Antes de un mes entenderemos que nuestras calles han de estar
alumbradas, o bien pagará usted una indemnización
considerable por cada día de retraso. ¿Qué
sucedería si en medio de las tinieblas ocurriese alguna
riña?
-Efectivamente -exclamó Niklausse-, basta una
chispa para inflamar a un flamenco. Flamenco, flama.
-Y a propósito -dijo el burgomaestre a las
palabras de su amigo, el comisario Passauf, jefe de la policía
municipal, nos ha dado parte de que una discusión se
había entablado anoche en sus salones, señor doctor.
¿Se ha equivocado al decir que se trataba de una
discusión política?
-En efecto, señor burgomaestre
-respondió el doctor, que reprimía, no sin pena, un
suspiro de satisfacción.
-¿Y no hubo un altercado entre el médico
Domingo Custós y el abogado Andrés Schut?
-Sí, señor consejero, pero las
expresiones que se cruzaron no tenían nada de grave.
-¡Nada de grave! -exclamó el
burgomaestre.
-¿Nada grave cuando un hombre dice a otro que
no mide el alcance de sus palabras? Entonces, ¿con qué
barro está usted amasado, caballero? ¿No sabe usted que
en Quiquendone no se necesita más para acarrear consecuencias
funestas? Y, caballero, si usted o cualquier otro se permitiese
hablarme así...
-Y a mí -añadió el consejero
Niklausse.
Y al pronunciar estas palabras, con tono amenazador,
ambas notabilidades, cruzadas de brazos y con el pelo erizado, miraban
de frente al doctor Ox, en disposición de jugarle una mala
pasada, si un gesto, menos que un gesto, una mirada hubiera revelado en
él la intención de contrariarles.
Pero el doctor no pestañeó.
-En todo caso, caballero -prosiguió el
burgomaestre-, entiendo hacerle responsables de lo que pase en su casa.

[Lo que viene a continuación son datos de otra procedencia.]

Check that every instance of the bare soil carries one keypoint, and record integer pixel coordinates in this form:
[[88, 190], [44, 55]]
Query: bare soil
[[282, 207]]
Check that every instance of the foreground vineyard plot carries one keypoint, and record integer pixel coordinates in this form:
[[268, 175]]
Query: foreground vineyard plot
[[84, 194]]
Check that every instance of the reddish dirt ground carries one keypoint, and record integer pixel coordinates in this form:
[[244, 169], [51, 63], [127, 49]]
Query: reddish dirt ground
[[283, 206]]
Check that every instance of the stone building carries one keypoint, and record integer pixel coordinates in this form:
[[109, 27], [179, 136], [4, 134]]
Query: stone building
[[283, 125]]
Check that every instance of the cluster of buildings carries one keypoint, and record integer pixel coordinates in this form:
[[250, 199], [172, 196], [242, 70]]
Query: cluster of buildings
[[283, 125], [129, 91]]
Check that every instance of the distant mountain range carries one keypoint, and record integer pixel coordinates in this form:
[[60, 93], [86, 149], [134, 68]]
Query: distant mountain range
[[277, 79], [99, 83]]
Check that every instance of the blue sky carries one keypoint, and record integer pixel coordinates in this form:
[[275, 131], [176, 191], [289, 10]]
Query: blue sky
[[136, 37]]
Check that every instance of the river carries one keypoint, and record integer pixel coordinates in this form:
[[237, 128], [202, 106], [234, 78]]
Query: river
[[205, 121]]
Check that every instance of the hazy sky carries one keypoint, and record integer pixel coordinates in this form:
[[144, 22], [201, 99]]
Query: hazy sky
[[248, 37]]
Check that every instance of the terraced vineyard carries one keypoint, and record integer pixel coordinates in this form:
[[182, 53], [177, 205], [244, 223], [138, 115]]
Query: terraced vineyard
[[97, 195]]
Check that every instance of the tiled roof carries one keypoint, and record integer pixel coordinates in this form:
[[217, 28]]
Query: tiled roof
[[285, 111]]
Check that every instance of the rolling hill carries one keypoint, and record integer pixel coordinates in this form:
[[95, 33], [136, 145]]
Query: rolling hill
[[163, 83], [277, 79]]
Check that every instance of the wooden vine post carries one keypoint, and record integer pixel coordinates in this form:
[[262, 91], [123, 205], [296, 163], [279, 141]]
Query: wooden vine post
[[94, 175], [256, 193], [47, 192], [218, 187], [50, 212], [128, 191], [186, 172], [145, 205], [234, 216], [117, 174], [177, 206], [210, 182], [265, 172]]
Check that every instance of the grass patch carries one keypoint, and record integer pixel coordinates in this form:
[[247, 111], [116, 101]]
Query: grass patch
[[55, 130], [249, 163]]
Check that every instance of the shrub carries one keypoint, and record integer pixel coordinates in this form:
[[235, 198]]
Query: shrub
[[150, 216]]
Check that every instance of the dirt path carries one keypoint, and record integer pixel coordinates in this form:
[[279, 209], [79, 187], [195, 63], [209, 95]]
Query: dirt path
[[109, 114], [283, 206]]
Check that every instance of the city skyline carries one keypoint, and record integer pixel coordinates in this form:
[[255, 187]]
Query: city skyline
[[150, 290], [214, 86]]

Garantizo la tranquilidad de la población y no quiero que se vea
turbada. Los acontecimientos de anoche no se renovarán o
cumpliré con mi deber, caballero. ¿Lo ha entendido? Pero
responda, caballero.
Al hablar así, el burgomaestre, bajo el imperio
de una sobreexcitación extraordinaria, elevaba la voz hasta el
diapasón de la cólera. Estaba furioso aquel digno van
Tricasse, y ciertamente que debieron oírle desde fuera. Por
último, fuera de sí, y viendo que el doctor no
respondía a sus provocaciones, dijo:
-Venga, Niklausse.
Y, cerrando la puerta con una violencia que
conmovió la casa, el burgomaestre arrastró al consejero
en pos de sí. Poco a poco, y después de andar unos veinte
pasos por la campiña, los dignos notables se calmaron. Su marcha
se amortiguó y su andar se modificó. El enrojecimiento de
su rostro se apagó y de encarnado pasó a color de rosa. Y
un cuarto de hora después de haber salido de la fábrica,
van Tricasse decía con apacible tono al consejero Niklausse:
-¡Qué hombre tan amable es el doctor Ox!
Le veré siempre con el mayor placer.